Mel Parsons led a confidently understated band on the Tuning Fork stage, her between song banter in upbeat juxtaposition to the lyrical content’s often somber and melancholy tone.

Yet there is something upbeat in her music that gives it an uplifting aspect, be it the choppy yet metronomic beat from Jed Parsons on drums, the nuanced guitar work of Josh Logan on a cream Stratocaster, or the rolling basslines of Ali Stewart – something about the band’s dynamic gave it the whole-greater-than-sum-of-parts feeling.

Opening with Offer Down, from last year’s Sabotage,  she grabbed the crowd from the first bar and held them till the last note faded at the end of the show.  Carry on followed, from Slow Burn album, and her acoustic guitar centered with the Gillian Welch meets Joni Mitchell vocals carried the songs along with a rustic warmth befitting their contents and lyrical messages.

Brick by Brick followed, a song from her forthcoming album released as a single last month, a happy-sad anthem to the potential of new love with the metaphor of building a house.

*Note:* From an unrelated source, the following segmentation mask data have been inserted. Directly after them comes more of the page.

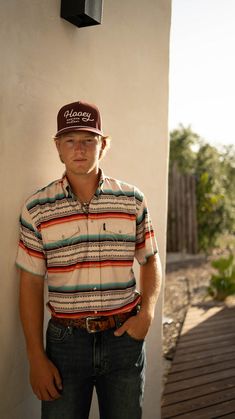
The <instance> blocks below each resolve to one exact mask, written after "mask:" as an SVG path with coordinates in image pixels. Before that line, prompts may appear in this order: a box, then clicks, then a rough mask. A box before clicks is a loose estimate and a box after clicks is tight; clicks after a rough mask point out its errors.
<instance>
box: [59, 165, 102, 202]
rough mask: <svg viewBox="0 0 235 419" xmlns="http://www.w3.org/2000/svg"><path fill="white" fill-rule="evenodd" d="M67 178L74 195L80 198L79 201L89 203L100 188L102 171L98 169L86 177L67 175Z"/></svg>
mask: <svg viewBox="0 0 235 419" xmlns="http://www.w3.org/2000/svg"><path fill="white" fill-rule="evenodd" d="M66 176H67V178H68V181H69V184H70V186H71V188H72V191H73V193H74V194H75V195H76V196H77V197H78V198H79V200H80V201H81V202H89V201H90V200H91V199H92V197H93V195H94V193H95V191H96V189H97V187H98V184H99V180H100V170H99V169H97V171H94V172H91V173H87V174H84V175H73V174H72V173H66Z"/></svg>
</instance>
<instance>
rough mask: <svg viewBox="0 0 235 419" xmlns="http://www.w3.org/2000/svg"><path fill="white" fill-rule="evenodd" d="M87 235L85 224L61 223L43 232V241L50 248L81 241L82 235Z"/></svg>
mask: <svg viewBox="0 0 235 419" xmlns="http://www.w3.org/2000/svg"><path fill="white" fill-rule="evenodd" d="M86 236H87V231H86V230H85V228H84V226H82V225H79V224H78V223H67V224H60V225H57V226H54V227H49V228H47V229H45V231H44V232H42V237H43V243H44V246H45V247H46V249H48V250H50V249H53V248H60V247H64V246H70V245H73V244H76V243H79V241H81V239H82V237H83V238H85V237H86Z"/></svg>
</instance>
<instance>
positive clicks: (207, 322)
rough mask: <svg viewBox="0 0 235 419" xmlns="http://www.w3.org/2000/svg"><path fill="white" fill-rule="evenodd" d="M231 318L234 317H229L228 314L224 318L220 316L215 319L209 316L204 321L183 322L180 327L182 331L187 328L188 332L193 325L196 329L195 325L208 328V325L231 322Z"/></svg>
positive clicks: (222, 325) (215, 324) (193, 326)
mask: <svg viewBox="0 0 235 419" xmlns="http://www.w3.org/2000/svg"><path fill="white" fill-rule="evenodd" d="M233 320H234V319H232V318H231V315H229V316H228V317H226V319H224V318H222V317H221V318H220V317H218V318H217V319H213V318H211V319H209V320H206V321H205V322H204V321H202V322H201V323H198V322H189V321H187V322H186V323H184V325H183V327H182V332H185V329H187V330H186V332H188V331H189V330H191V329H192V330H193V327H194V329H195V331H196V328H195V326H197V327H198V328H199V329H201V330H205V329H209V328H208V325H209V326H210V327H216V326H217V325H219V326H223V325H224V323H226V324H232V322H233Z"/></svg>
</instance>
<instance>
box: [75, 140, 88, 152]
mask: <svg viewBox="0 0 235 419" xmlns="http://www.w3.org/2000/svg"><path fill="white" fill-rule="evenodd" d="M74 148H75V150H76V151H85V150H86V146H85V143H83V141H77V142H76V143H75V145H74Z"/></svg>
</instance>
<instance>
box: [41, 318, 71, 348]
mask: <svg viewBox="0 0 235 419" xmlns="http://www.w3.org/2000/svg"><path fill="white" fill-rule="evenodd" d="M70 335H71V328H70V327H64V326H62V325H59V324H56V323H55V322H52V320H50V321H49V324H48V328H47V339H48V340H49V341H50V342H58V343H60V342H64V341H66V339H67V338H68V337H69V336H70Z"/></svg>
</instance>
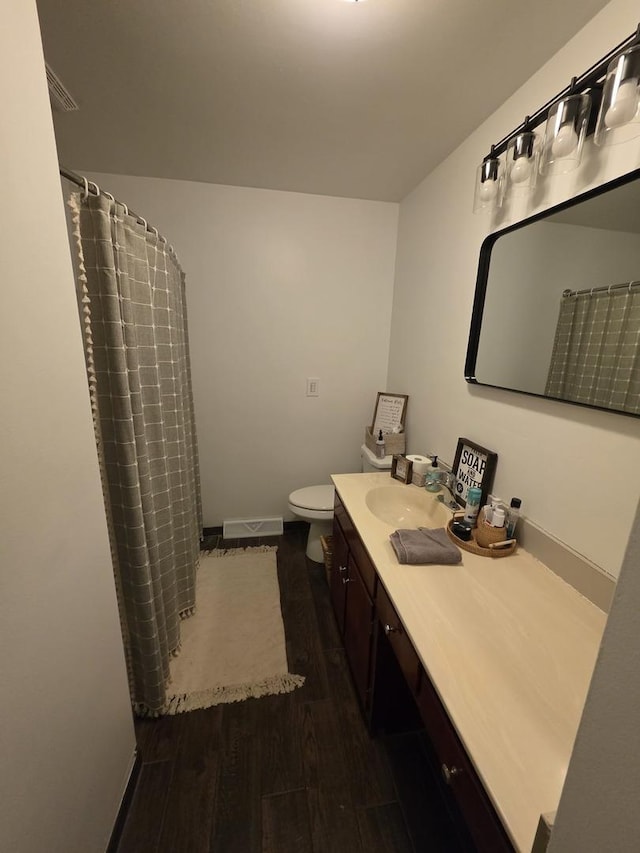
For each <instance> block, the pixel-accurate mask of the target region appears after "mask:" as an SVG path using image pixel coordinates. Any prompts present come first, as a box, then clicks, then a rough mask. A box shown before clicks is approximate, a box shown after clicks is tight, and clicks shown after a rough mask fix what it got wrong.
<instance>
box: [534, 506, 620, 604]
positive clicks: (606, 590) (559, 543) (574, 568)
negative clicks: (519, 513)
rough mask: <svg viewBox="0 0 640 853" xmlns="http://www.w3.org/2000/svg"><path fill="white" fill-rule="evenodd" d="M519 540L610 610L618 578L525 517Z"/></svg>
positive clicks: (549, 566)
mask: <svg viewBox="0 0 640 853" xmlns="http://www.w3.org/2000/svg"><path fill="white" fill-rule="evenodd" d="M518 542H520V544H521V545H522V547H523V548H526V550H527V551H529V553H530V554H533V556H534V557H536V559H538V560H540V562H541V563H544V564H545V566H548V567H549V568H550V569H551V571H552V572H555V574H557V575H558V576H559V577H561V578H562V580H564V581H566V582H567V583H568V584H570V585H571V586H572V587H573V588H574V589H576V590H578V592H579V593H580V594H581V595H584V597H585V598H588V599H589V601H591V602H592V603H593V604H595V605H596V607H599V608H600V610H604V612H605V613H608V612H609V607H610V606H611V601H612V599H613V593H614V591H615V588H616V581H615V578H613V577H611V575H608V574H607V573H606V572H604V571H603V570H602V569H601V568H600V567H599V566H596V564H595V563H592V562H591V560H588V559H587V558H586V557H585V556H583V555H582V554H579V553H578V552H577V551H574V550H573V548H570V547H569V546H568V545H566V544H565V543H564V542H561V541H560V540H559V539H556V538H555V537H554V536H552V535H551V534H550V533H548V532H547V531H546V530H543V529H542V528H541V527H538V525H537V524H534V523H533V522H531V521H528V520H527V519H525V518H523V519H521V520H520V521H519V522H518Z"/></svg>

The melancholic atmospherics of Hoping for Rain from Sabotage again followed, drifting along in a haze reminiscent of Lucinda Williams in her ballad mode.  Husky vocals and floating ethereal guitar lines, shuffling drum beat.  Atmospheric, impressionistic music that could have been made in the 70s but that is no bad thing.   Little Sadness off the same album has railroad folk or Americana vibes and lovely three-part harmonies and a loping slow beat like horses cantering along a plain towards the horizon.  The first set was brought to a close with Driving Man and Far Away – both from the Drylands album.  Parsons’ brushes gave percussive texture to the pieces without overwhelming the soundstage, and some nice fretboard work from Logan sat well on the bed of acoustic guitar, electric bass and drums.

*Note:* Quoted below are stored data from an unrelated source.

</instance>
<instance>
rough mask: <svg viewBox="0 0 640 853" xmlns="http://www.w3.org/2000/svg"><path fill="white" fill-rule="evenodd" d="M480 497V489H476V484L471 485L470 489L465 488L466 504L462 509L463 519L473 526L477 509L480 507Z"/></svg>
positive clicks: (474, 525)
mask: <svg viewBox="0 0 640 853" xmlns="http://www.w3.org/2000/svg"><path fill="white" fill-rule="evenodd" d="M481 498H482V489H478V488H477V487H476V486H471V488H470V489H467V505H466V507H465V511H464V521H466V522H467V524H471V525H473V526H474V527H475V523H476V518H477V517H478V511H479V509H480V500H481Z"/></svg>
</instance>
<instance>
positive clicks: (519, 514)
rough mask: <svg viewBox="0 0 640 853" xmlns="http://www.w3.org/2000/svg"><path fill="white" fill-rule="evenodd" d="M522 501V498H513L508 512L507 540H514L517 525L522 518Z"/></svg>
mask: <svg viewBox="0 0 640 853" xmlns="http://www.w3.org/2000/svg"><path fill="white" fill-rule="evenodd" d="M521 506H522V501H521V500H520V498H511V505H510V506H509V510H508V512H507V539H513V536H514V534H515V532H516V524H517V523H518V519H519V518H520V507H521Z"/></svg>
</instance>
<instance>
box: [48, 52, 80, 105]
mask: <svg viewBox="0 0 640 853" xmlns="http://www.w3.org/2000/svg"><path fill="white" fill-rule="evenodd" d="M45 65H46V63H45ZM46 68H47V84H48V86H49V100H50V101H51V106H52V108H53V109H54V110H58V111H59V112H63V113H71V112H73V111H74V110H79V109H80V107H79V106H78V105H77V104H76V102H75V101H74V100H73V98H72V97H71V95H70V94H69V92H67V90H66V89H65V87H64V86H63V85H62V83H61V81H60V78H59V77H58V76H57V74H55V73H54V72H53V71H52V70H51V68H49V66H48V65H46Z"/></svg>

After a short hiatus Parsons returned to the stage for Glass Heart, just her solo and sparse.  A few songs into second set she kicked into the highlight of the night, the new single Post High Slide – a painting of the picture of the post show fade that occurs after any high, and the circularity of playing a song about the afterglow after a show sat well for me.  Not to mention the playing on this new song was rhythmic and driving and a new direction from her past work, slightly more upbeat and refreshingly lighter.  5432 was Gillian Welch influenced nuance country pop, lush harmonies and a pretty chord sequence.  This high yet poignant point was followed by an intro to Alberta Sun which she described as a song about her time planting trees in Canada- and had me thinking of Michelle Shocked at her best, swinging out of Anchorage with swinging acoustic strum and open throated chorus joy.

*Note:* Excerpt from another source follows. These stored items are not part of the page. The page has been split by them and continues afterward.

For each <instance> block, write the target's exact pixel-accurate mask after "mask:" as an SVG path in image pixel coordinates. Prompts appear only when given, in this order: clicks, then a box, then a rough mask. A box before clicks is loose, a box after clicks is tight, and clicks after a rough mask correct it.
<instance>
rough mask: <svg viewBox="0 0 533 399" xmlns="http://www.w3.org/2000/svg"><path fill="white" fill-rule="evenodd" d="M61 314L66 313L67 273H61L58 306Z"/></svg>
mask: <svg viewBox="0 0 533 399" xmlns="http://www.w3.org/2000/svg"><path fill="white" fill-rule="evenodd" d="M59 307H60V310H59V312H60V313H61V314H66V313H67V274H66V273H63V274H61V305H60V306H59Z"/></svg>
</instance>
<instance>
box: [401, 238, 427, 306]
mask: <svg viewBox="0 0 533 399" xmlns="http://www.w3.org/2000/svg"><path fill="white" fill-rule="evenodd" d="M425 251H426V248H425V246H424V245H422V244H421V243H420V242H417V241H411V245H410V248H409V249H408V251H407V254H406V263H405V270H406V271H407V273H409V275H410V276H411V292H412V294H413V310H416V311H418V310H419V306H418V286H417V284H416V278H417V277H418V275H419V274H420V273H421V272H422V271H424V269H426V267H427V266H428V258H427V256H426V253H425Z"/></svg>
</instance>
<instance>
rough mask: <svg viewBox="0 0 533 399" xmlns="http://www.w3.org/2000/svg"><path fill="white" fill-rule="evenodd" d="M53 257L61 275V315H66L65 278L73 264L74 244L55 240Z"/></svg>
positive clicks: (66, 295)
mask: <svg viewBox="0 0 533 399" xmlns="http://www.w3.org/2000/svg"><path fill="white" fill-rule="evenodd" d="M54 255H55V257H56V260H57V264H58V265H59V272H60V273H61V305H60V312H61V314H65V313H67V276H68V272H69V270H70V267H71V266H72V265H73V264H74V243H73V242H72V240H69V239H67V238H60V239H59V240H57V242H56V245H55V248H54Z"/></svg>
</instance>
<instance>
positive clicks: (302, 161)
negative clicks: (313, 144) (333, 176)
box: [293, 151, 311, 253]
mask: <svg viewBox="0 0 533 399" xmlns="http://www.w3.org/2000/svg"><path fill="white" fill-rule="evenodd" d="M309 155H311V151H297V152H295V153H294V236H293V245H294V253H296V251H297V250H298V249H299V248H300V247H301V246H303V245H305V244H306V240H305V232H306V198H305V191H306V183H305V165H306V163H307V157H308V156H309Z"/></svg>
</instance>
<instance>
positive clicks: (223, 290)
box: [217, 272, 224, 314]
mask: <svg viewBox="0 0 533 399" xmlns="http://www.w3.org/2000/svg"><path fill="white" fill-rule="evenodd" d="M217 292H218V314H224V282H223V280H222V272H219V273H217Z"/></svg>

Just Cause ostensibly completed the more electric guitar oriented second set, were it not for the welcome encore this alone would have left me musically and lyrically satisfied.  For her songs are journeys in miniature, the psychogeography of the human relationships mapped with eloquence and gritty understatement.  At times verging on slightly too sweet or saccharine this pitfall was avoided by the underlying melancholy timbre her music is hewn from.  The encore of Don’t Wait, a moving folk ode to doing what makes you happy, and the brevity of life and I Got the Lonely closed up the show, which all in all was thoroughly engaging and musical throughout.